Before the polls open on Election Day, more than 29 million Americans will have already cast their ballots in early voting.

But a number of states have yet to report their totals. Michael McDonald, a professor and elections expert at George Mason University in Virginia, expects some 40 million ballots to be cast or mailed before Election Day.
In the presidential race, supporters of Sen. Barack Obama, including many black voters, have been voting in high numbers, McDonald said Monday in a WashingtonPost.com chat.
“What we are seeing is that Obama supporters do tend to be voting early more than McCain supporters, which is showing up in the polls and the partisan registration numbers. The other interesting group that is participating at really unprecedented levels are African-Americans. If these numbers hold through Election Day, their turnout percentage could exceed that of white voters. The share of African-American early voters is running about 8 percentage points greater than in the 2004 electorate.”

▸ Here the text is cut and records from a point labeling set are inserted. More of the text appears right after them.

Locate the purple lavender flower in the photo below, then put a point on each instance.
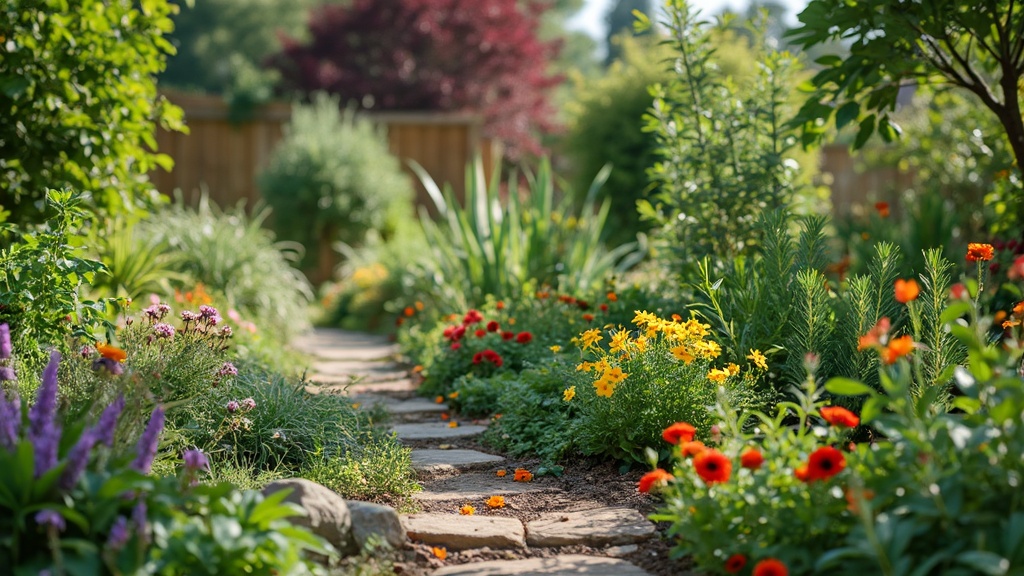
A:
(109, 364)
(50, 518)
(5, 348)
(103, 429)
(77, 460)
(10, 421)
(43, 433)
(118, 536)
(227, 369)
(145, 450)
(196, 460)
(164, 330)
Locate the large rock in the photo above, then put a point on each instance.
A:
(327, 512)
(375, 520)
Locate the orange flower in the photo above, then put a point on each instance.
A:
(111, 352)
(906, 290)
(693, 448)
(824, 463)
(680, 432)
(735, 563)
(752, 458)
(839, 416)
(655, 477)
(979, 252)
(713, 466)
(898, 347)
(770, 567)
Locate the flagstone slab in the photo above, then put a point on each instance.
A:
(433, 461)
(475, 488)
(458, 532)
(436, 430)
(598, 527)
(556, 566)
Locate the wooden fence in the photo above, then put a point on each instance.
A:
(225, 159)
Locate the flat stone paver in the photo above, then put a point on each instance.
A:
(556, 566)
(598, 527)
(475, 488)
(436, 430)
(462, 532)
(432, 461)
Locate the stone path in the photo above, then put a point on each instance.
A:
(368, 369)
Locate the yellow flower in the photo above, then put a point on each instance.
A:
(718, 375)
(604, 387)
(591, 337)
(620, 341)
(758, 359)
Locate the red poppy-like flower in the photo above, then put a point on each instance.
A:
(713, 466)
(980, 252)
(839, 416)
(770, 567)
(824, 463)
(906, 290)
(735, 563)
(657, 476)
(680, 432)
(752, 458)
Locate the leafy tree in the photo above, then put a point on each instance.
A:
(79, 100)
(620, 19)
(976, 46)
(480, 55)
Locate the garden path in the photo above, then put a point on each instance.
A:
(540, 528)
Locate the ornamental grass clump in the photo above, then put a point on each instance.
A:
(633, 382)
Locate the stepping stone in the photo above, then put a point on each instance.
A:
(599, 527)
(433, 461)
(556, 566)
(461, 532)
(436, 430)
(477, 487)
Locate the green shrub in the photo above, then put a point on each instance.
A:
(79, 101)
(332, 178)
(231, 254)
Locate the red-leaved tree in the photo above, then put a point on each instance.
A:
(452, 55)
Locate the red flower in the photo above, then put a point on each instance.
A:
(824, 463)
(839, 416)
(982, 252)
(735, 563)
(906, 290)
(680, 432)
(713, 466)
(752, 458)
(657, 476)
(770, 567)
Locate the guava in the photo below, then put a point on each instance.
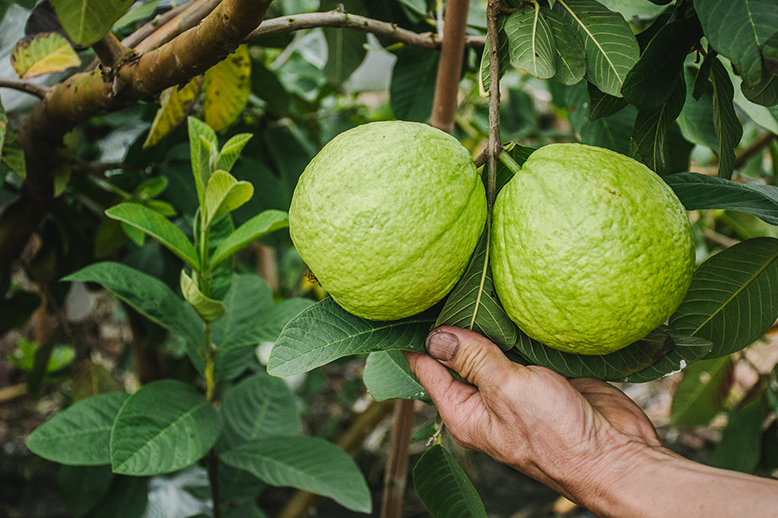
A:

Many voters across the country have endured hours-long waits and voted in record numbers.
In Florida, more than 2.6 million voters cast early ballots, the Miami Herald reported. One person voted at 12:45 a.m. Monday — after standing in line for nearly nine hours at Miramar City Hall.
Election officials in Georgia have processed triple the number of early ballots compared to just four years ago, McDonald said. Even though that resulted in long waits there, many voters remain upbeat about participating in this historic election and avoiding lines that could be even longer on Election Day, as evidenced in this video from Cobb County, Ga., submitted to the Online NewsHour/YouTube Video Your Vote project.
McDonald said it will be interesting to watch the Election Day wait times in states that do not have no-excuse absentee voting, such as the political battlegrounds of Missouri, Virginia and Pennsylvania.
“It could be that after this election, we’ll look back on Election Day at long lines in states with little early voting, and those states may re-evaluate and adopt early voting,” McDonald said in the Post chat.
Before that happens, the Christian Science Monitor’s editorial board advised caution on expanding early voting, saying its advantages might be outweighed by actual or perceived problems such as lost ballots, fraud, changing circumstances and dissuading people from voting later based on early estimating tallies.